Are you delivering niche marketing or corporate blanding?

I was MC at the ATC Sourcing Conference in Melbourne last week. It was, as usual, an excellent day of learning with a varied array of speakers who made the audience think carefully about the future of recruitment through the lens of sourcing.

Here's a summary of the major points I took away from the Conference, thanks to the keynote speakers, Mark Tortorici, Fiona Anson, Matt Charney, Karen Lawson, and Derek Zeller.

1. Sourcing is a skilled job with different core competencies to those of a traditional recruiter
Sourcing Master Trainer, Mark Tortorici suggested that in hiring a person to train as a sourcer, the core competencies and interests to look for include: technology aptitude, 'hacker' mentality (likes to take things apart), interest in data, research and/or puzzle games. These competencies could be developed through hobbies and scholastic pursuits, not necessarily work.

2. A learning (and unlearning) competency is important in all employees
Mark said what is critical in hiring the right people and inducting those employees effectively, is to teach those employees how to continually learn (unlearn) in the workplace.

3. Marketing nous is critical for all recruiters
Research indicates that a job seeker will review a job ad for approximately four seconds to decide whether to consider the position more closely. The consequence of this is that you need to use bullet points and intros in your job ads like you might for a movie poster (eg Catch Me If You Can: The real story of a true fake) to hook job seekers in those first few seconds.

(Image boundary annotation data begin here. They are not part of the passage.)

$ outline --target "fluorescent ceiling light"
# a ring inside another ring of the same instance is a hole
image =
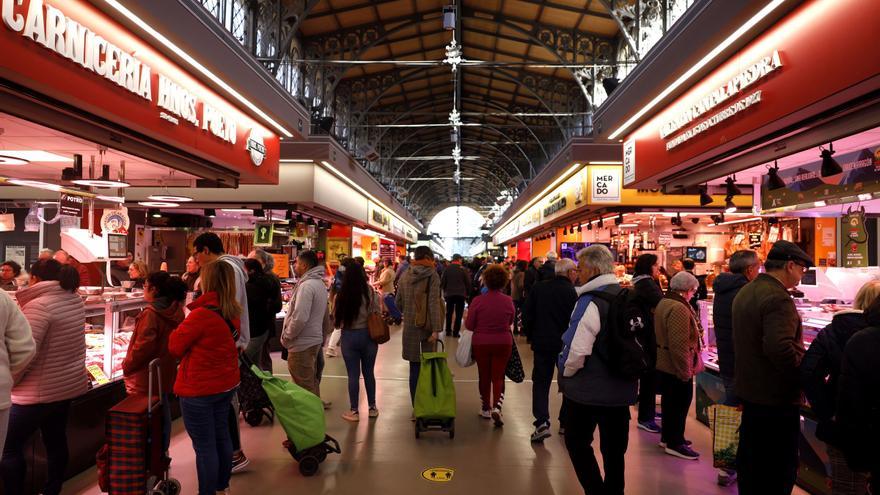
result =
[[[40,150],[0,150],[0,155],[29,162],[72,162],[73,158]]]
[[[151,194],[147,196],[150,201],[169,201],[171,203],[187,203],[192,201],[189,196],[177,196],[174,194]]]
[[[364,196],[370,198],[370,200],[372,200],[374,203],[378,204],[378,205],[381,206],[382,208],[385,208],[385,210],[387,210],[387,211],[388,211],[389,213],[391,213],[395,218],[397,218],[398,220],[400,220],[401,222],[403,222],[403,224],[406,225],[407,227],[409,227],[409,228],[411,228],[411,229],[413,229],[413,230],[419,230],[419,229],[417,229],[416,227],[414,227],[411,223],[409,223],[409,222],[407,222],[405,219],[403,219],[403,217],[401,217],[400,215],[398,215],[397,213],[395,213],[393,210],[391,210],[391,208],[388,208],[387,206],[385,206],[385,203],[383,203],[383,202],[379,201],[378,199],[376,199],[372,194],[368,193],[366,189],[364,189],[363,187],[361,187],[360,185],[358,185],[355,181],[351,180],[347,175],[345,175],[345,174],[343,174],[342,172],[340,172],[339,170],[337,170],[336,167],[334,167],[333,165],[331,165],[330,162],[328,162],[327,160],[321,160],[321,165],[324,165],[324,167],[326,167],[327,170],[329,170],[329,171],[333,172],[334,174],[336,174],[336,176],[339,177],[340,179],[344,180],[345,182],[348,182],[348,184],[349,184],[351,187],[357,189],[361,194],[363,194]]]
[[[104,196],[103,194],[99,194],[95,196],[95,198],[108,201],[110,203],[125,203],[125,198],[123,198],[122,196]]]
[[[152,26],[147,24],[140,17],[136,16],[132,11],[128,10],[119,1],[117,1],[117,0],[104,0],[104,1],[107,2],[107,5],[113,7],[120,14],[122,14],[126,18],[128,18],[128,20],[135,23],[139,28],[146,31],[147,34],[152,36],[156,41],[158,41],[159,43],[164,45],[166,48],[171,50],[173,53],[175,53],[177,56],[179,56],[183,60],[185,60],[194,69],[201,72],[202,75],[206,76],[208,79],[210,79],[211,81],[216,83],[218,86],[223,88],[224,91],[226,91],[230,96],[232,96],[233,98],[238,100],[239,103],[241,103],[242,105],[249,108],[255,114],[259,115],[260,118],[262,118],[267,123],[269,123],[272,127],[274,127],[276,130],[278,130],[285,137],[293,137],[293,134],[291,134],[281,124],[279,124],[278,122],[275,122],[275,120],[273,120],[272,117],[269,117],[269,115],[267,115],[265,112],[260,110],[256,105],[251,103],[247,98],[242,96],[241,93],[239,93],[238,91],[233,89],[232,86],[230,86],[229,84],[226,83],[226,81],[224,81],[222,78],[220,78],[219,76],[215,75],[213,72],[208,70],[208,68],[205,67],[204,65],[200,64],[196,59],[194,59],[192,56],[190,56],[190,54],[186,53],[182,48],[175,45],[173,42],[171,42],[171,40],[169,40],[164,35],[162,35],[162,33],[153,29]]]
[[[519,211],[517,211],[510,218],[508,218],[506,222],[504,222],[501,226],[499,226],[497,229],[495,229],[495,232],[492,232],[492,236],[494,237],[495,235],[498,234],[499,231],[501,231],[501,229],[503,229],[504,227],[507,227],[507,224],[509,224],[510,222],[519,218],[519,216],[522,215],[523,213],[525,213],[526,210],[528,210],[529,208],[534,206],[535,203],[537,203],[538,201],[543,199],[544,196],[546,196],[550,191],[553,190],[553,188],[555,188],[559,184],[562,184],[563,181],[568,180],[568,178],[571,177],[571,175],[574,174],[574,172],[577,169],[579,169],[580,167],[581,167],[580,163],[575,163],[574,165],[569,167],[569,169],[566,170],[565,173],[563,173],[562,175],[557,177],[556,180],[554,180],[547,187],[545,187],[543,191],[541,191],[539,194],[535,195],[535,197],[533,197],[531,201],[526,203],[525,206],[520,208]]]
[[[6,182],[10,184],[15,184],[16,186],[25,186],[25,187],[35,187],[37,189],[45,189],[47,191],[60,191],[61,186],[58,184],[50,184],[48,182],[41,182],[38,180],[28,180],[28,179],[6,179]]]
[[[88,187],[101,187],[101,188],[109,188],[109,187],[128,187],[131,184],[128,182],[122,182],[118,180],[104,180],[104,179],[77,179],[71,181],[74,184],[80,186],[88,186]]]
[[[21,165],[27,165],[28,163],[30,163],[30,162],[27,160],[22,160],[21,158],[16,158],[14,156],[0,155],[0,165],[21,166]]]
[[[699,62],[694,64],[693,67],[688,69],[687,72],[682,74],[678,79],[676,79],[672,84],[666,87],[663,91],[660,92],[657,96],[654,97],[647,105],[642,107],[641,110],[635,113],[632,117],[629,118],[626,122],[623,123],[622,126],[618,127],[611,135],[608,136],[608,139],[616,139],[618,136],[623,134],[627,129],[630,128],[636,121],[641,119],[646,113],[650,112],[654,107],[656,107],[660,102],[672,94],[673,91],[678,89],[681,85],[686,83],[694,74],[703,69],[706,65],[712,62],[715,57],[717,57],[721,52],[726,50],[730,45],[732,45],[736,40],[740,39],[746,32],[752,29],[756,24],[761,22],[762,19],[770,15],[771,12],[776,10],[780,5],[785,3],[786,0],[773,0],[764,6],[757,14],[752,16],[751,19],[746,21],[742,26],[739,27],[736,31],[731,33],[724,41],[718,44],[715,48],[712,49],[709,53],[707,53]]]

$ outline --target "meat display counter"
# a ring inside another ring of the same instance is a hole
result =
[[[700,319],[704,325],[707,346],[703,351],[705,371],[696,377],[696,414],[697,420],[708,426],[709,406],[723,402],[725,398],[724,383],[718,369],[718,353],[715,347],[715,332],[712,326],[712,301],[700,301]],[[820,330],[831,323],[834,314],[849,309],[841,304],[812,303],[804,299],[795,299],[798,313],[804,330],[804,346],[816,338]],[[801,433],[799,439],[800,466],[798,469],[798,485],[813,494],[828,495],[828,480],[831,464],[825,450],[825,443],[816,438],[816,417],[809,405],[801,409]]]

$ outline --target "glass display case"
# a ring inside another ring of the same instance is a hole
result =
[[[143,294],[104,293],[86,299],[86,369],[97,387],[122,378],[122,361],[135,318],[148,303]]]

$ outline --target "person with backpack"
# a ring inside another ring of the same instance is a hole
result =
[[[831,324],[819,331],[801,361],[801,385],[816,413],[816,438],[825,442],[831,461],[831,493],[863,494],[867,474],[855,472],[846,463],[838,411],[838,383],[844,349],[850,338],[868,326],[864,310],[880,297],[880,281],[871,280],[859,289],[853,309],[839,311]]]
[[[517,263],[526,264],[525,261]],[[556,359],[562,350],[562,334],[568,328],[571,311],[577,302],[574,282],[578,269],[574,261],[562,259],[556,263],[556,278],[535,284],[523,306],[523,333],[532,344],[532,415],[535,431],[532,442],[542,442],[550,436],[550,386]],[[559,411],[559,418],[564,410]],[[560,429],[564,425],[560,424]]]
[[[232,475],[227,421],[241,378],[236,342],[242,308],[229,264],[203,266],[201,287],[189,315],[168,337],[168,351],[180,360],[174,393],[196,453],[198,493],[214,495],[229,488]]]
[[[849,468],[871,473],[867,493],[880,493],[880,300],[865,310],[865,322],[868,327],[856,332],[843,349],[837,421]],[[854,490],[866,493],[860,485]]]
[[[638,375],[621,373],[616,366],[629,356],[611,346],[615,331],[624,322],[620,306],[625,295],[614,276],[614,257],[600,244],[578,254],[578,301],[562,337],[559,355],[559,386],[565,416],[565,446],[578,480],[586,493],[622,495],[627,445],[629,406],[636,403]],[[615,352],[610,352],[611,348]],[[612,370],[615,368],[615,371]],[[605,478],[593,451],[593,435],[599,428]]]
[[[638,428],[649,433],[660,433],[654,419],[657,414],[657,337],[654,334],[654,309],[663,299],[663,290],[657,282],[660,264],[657,255],[645,253],[636,258],[630,303],[638,310],[644,327],[638,336],[648,356],[648,369],[639,378]]]
[[[367,274],[357,263],[349,265],[345,272],[342,290],[336,296],[334,305],[335,326],[342,329],[342,358],[348,372],[348,399],[351,409],[342,414],[342,419],[357,422],[360,420],[359,398],[361,371],[364,373],[364,387],[367,389],[369,417],[379,417],[376,407],[376,354],[379,345],[370,338],[367,320],[370,312],[379,312],[379,298],[367,284]]]
[[[703,370],[700,324],[689,302],[699,287],[697,278],[690,273],[676,273],[654,312],[657,373],[663,390],[660,447],[669,455],[688,460],[700,457],[684,438],[687,413],[694,398],[694,377]]]

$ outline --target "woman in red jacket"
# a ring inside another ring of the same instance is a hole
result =
[[[214,495],[229,488],[232,474],[228,415],[240,378],[235,342],[241,306],[228,263],[202,267],[201,288],[202,296],[169,337],[168,350],[180,359],[174,393],[196,452],[199,495]]]
[[[171,411],[167,398],[174,386],[177,362],[168,353],[168,337],[183,321],[183,302],[186,300],[186,283],[168,272],[150,274],[144,282],[144,300],[150,303],[137,317],[131,343],[122,373],[128,395],[146,396],[149,391],[150,361],[159,359],[162,376],[162,398],[165,406],[162,424],[162,440],[165,450],[171,440]],[[156,384],[153,384],[155,387]]]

In creating marketing material specific to a desired candidate market, the core messages that must be contained in your content are:

#1 Advancement: quality people want a career not just a job
#2 Money: quality people expect to earn more
#3 People: quality people want to work with people like them
#4 Technology: quality people want to work with cool stuff
(Matt Charney)

4. Define a niche. Create engaging experiences for that niche
The future in social networks is specific or niche networks catering for very defined markets. This will lead to the decline of general networks. (Fiona Anson)

The purpose of building a social network (to accomplish a recruitment goal) is to build brand desire. Focus on the candidate experience and that mostly means, feedback! If candidates don't want to be associated with your brand then even if they are in your network, they won't engage with you and won't become a candidate for a vacancy. (Fiona Anson)

Personalised marketing content resonates when it:

·   surprises me
·   knows my struggles
·   knows my preferences
·   generates emotion

Far too much of what goes on within companies in recruitment marketing is better described as 'employment blanding'; it's all far too generic and distinctly unmemorable. (Matt Charney)

5. Your own database is almost always the best and most under-utilised resource for candidates:
Setting up a 'next action' flag or task in your database (and then acting on it) is the single most important thing you can do to ensure that you maximise the value from an asset (ie candidate) you have already invested time and money to capture and assess. (Derek Zeller)

6. If you are in any sort of third party or intermediary business (eg recruitment agency, travel agency, stockbroker etc) collaboration with customers is critical to avoid your business becoming irrelevant:
Companies have to evolve their business model to avoid disintegration by customers who connect with each other. (Karen Lawson)

I leave you with some questions you might do well to ask yourself as a recruiter:

How much is my future linked to my capability to source high calibre talent?

Do I know where to reliably find high calibre talent?

Am I a better sourcer of high calibre talent than 12 months ago? Two years ago?

What am I doing to ensure my sourcing skills are better than my competitors and my clients?

Your career as a recruiter almost certainly depends upon your answers to these questions.